Bacterial meningitis can be transmitted through the exchange of respiratory and throat secretions with people in close contact or direct contact with a patient's oral secretions, according to the Atlanta-based Centers for Disease Control & Prevention. People with HIV are particularly susceptible. Symptoms can include the sudden onset of fever, headache, stiff neck, nausea and vomiting. Bacterial meningitis can be treated effectively with antibiotics.

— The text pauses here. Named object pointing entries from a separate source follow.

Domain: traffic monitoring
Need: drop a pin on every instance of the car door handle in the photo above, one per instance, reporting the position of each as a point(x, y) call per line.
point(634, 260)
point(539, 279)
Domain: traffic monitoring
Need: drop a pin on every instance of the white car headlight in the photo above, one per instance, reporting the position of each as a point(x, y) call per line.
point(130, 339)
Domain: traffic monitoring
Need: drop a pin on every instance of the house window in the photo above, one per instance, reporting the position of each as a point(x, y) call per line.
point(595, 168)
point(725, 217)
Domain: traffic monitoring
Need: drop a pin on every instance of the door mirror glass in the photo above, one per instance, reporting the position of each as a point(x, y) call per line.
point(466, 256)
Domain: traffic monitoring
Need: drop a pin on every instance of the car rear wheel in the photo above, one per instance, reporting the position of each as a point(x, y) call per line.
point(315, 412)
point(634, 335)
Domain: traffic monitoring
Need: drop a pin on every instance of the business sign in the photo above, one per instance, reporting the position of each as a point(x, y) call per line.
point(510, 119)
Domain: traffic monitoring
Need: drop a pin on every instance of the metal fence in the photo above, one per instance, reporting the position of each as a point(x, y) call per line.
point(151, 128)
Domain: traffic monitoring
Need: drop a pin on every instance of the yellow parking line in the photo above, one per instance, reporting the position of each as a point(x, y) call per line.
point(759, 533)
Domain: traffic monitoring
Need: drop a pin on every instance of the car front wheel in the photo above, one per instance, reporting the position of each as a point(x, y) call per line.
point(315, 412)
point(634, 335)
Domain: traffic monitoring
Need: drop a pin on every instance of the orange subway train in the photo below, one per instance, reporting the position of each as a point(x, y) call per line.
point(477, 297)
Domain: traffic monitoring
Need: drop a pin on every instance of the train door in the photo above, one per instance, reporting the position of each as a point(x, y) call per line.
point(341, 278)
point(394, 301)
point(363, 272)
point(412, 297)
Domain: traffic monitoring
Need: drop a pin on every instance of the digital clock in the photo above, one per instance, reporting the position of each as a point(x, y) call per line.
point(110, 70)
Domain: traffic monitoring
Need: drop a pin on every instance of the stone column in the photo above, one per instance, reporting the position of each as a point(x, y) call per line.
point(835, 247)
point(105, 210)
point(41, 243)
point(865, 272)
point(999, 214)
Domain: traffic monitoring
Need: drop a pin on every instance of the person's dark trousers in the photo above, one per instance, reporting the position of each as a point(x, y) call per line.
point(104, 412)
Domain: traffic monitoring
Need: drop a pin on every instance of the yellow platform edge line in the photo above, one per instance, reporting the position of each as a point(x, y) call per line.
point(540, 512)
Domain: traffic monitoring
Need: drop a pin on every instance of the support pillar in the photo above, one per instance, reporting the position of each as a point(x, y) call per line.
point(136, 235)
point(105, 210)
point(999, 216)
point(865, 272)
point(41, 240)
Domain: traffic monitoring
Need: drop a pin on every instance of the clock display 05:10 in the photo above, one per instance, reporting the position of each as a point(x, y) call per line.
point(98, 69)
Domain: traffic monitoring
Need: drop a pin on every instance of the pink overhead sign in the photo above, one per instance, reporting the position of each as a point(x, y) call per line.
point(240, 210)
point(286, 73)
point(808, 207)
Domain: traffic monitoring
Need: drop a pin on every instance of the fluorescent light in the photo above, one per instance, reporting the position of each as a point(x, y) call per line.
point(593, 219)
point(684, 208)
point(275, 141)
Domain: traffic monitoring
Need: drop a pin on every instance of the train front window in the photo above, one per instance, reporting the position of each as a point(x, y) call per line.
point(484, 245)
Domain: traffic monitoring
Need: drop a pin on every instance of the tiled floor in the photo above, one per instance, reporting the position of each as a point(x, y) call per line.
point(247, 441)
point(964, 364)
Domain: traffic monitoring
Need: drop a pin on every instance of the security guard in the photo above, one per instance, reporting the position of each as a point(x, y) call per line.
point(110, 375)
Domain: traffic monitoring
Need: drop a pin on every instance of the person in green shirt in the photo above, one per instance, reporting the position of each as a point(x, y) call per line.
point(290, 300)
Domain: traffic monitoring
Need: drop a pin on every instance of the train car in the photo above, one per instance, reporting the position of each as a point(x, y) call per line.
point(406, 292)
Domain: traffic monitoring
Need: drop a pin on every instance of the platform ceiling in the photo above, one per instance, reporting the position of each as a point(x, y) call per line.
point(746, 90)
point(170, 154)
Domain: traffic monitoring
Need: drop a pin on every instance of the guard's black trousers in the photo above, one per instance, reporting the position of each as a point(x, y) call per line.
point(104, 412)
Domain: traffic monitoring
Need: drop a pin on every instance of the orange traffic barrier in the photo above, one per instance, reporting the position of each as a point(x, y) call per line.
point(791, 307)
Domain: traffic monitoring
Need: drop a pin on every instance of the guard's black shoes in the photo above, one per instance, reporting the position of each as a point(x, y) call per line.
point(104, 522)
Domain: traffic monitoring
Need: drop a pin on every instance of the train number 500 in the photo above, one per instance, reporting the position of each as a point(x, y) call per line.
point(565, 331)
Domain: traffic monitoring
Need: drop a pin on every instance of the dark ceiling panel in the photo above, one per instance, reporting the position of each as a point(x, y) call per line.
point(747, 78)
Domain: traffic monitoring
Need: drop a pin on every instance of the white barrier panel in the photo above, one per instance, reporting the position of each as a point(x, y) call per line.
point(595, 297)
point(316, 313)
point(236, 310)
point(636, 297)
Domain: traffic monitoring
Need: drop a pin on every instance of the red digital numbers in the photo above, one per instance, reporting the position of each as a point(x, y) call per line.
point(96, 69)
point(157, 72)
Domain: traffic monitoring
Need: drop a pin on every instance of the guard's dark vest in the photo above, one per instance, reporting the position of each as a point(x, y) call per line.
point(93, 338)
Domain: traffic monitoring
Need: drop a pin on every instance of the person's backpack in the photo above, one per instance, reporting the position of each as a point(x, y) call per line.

It typically takes symptoms three to seven days to appear, according to the CDC. But Pride officials say if you're feeling sick, get help and stay home.

“We look forward to people coming to Piedmont Park and enjoying themselves,” says Atlanta Pride Executive Director Buck Cooke. “But if you’re sick, seek medical attention and then stay home. We want people attending the festival to have fun and remain healthy.”

In June, health officials in New York told gay men to seek vaccination before attending Pride events after seeing higher rates of infection and death from meningitis among gay men. After meningitis led to the death of an HIV-positive man in April, health officials in Los Angeles warned gay men about the disease.